The election, nothing more, nothing less

What can we expect from elections? A. Przeworski urges us to be minimal: elections provide only imperfect control over the actions of governments and are not enough to counteract the political effects of inequalities, but they are the best way to resolve conflicts without taking up arms.

Since the French and American revolutions of XVIIIe century, the election has established itself as the royal road to thinking about democracy, but the reflection on the vices and virtues of elective democracy is far from being closed. While some philosophers have been interested in the election as an ideal type, Adam Przeworski invites us instead to a realistic, contextualized and historically informed reflection on the benefits and limits of elections as we have known them until now. In his new book What’s the point of voting?the influential political scientist draws a nuanced and accessible assessment of the value of elections. Originally published in the language of Shakespeare by Polity Pressthe text receives here an excellent French translation by Salim Hirèche, in the no less excellent publishing house markus haller, dedicated to the translation of essays in human and social sciences.

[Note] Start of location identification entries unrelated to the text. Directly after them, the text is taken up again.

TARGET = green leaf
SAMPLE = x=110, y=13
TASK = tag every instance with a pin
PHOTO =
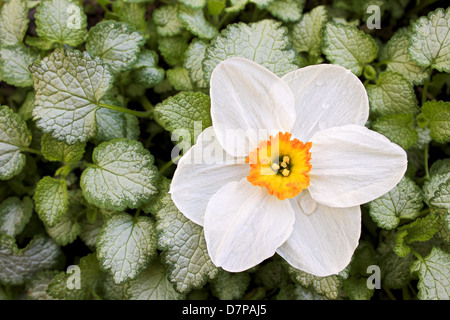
x=173, y=48
x=123, y=175
x=265, y=42
x=262, y=4
x=116, y=43
x=146, y=70
x=272, y=274
x=61, y=21
x=431, y=186
x=194, y=56
x=90, y=231
x=441, y=198
x=114, y=124
x=14, y=62
x=126, y=246
x=91, y=280
x=348, y=47
x=179, y=79
x=111, y=291
x=26, y=110
x=131, y=13
x=36, y=288
x=66, y=230
x=55, y=150
x=440, y=166
x=436, y=115
x=434, y=279
x=236, y=6
x=430, y=40
x=152, y=285
x=215, y=7
x=183, y=110
x=399, y=128
x=194, y=4
x=14, y=135
x=14, y=215
x=402, y=202
x=422, y=229
x=357, y=289
x=287, y=10
x=394, y=269
x=19, y=265
x=69, y=85
x=194, y=20
x=183, y=244
x=230, y=286
x=167, y=22
x=51, y=200
x=306, y=34
x=398, y=60
x=392, y=94
x=327, y=286
x=13, y=22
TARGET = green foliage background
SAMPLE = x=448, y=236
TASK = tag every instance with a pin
x=134, y=71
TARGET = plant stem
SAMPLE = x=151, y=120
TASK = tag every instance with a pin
x=222, y=20
x=427, y=171
x=31, y=150
x=389, y=293
x=142, y=114
x=150, y=109
x=425, y=91
x=416, y=254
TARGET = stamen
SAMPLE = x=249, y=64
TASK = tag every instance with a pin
x=281, y=165
x=275, y=167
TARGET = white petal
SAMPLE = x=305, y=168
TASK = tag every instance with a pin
x=322, y=243
x=326, y=96
x=199, y=175
x=352, y=165
x=248, y=103
x=244, y=225
x=306, y=202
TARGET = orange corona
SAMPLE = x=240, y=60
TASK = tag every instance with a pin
x=281, y=165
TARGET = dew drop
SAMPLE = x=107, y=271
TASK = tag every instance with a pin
x=325, y=106
x=307, y=204
x=322, y=125
x=424, y=32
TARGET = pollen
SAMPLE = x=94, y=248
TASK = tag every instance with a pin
x=281, y=165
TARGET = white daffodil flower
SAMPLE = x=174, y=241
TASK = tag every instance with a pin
x=298, y=191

This synthesis, both general and sensitive to national and historical particularities, moves back and forth between the first moments of modern electoral democracy—Przeworski takes as his symbolic starting point the election of the first American Congress in 1788—and the more recent tribulations of elected leaders like Donald Trump or Vladimir Putin. Similarly, Przeworski does not hesitate to deviate at times from contemporary research to also draw on the classics, from Montesquieu to the American Founding Fathers, including Edmund Burke, Karl Marx and others.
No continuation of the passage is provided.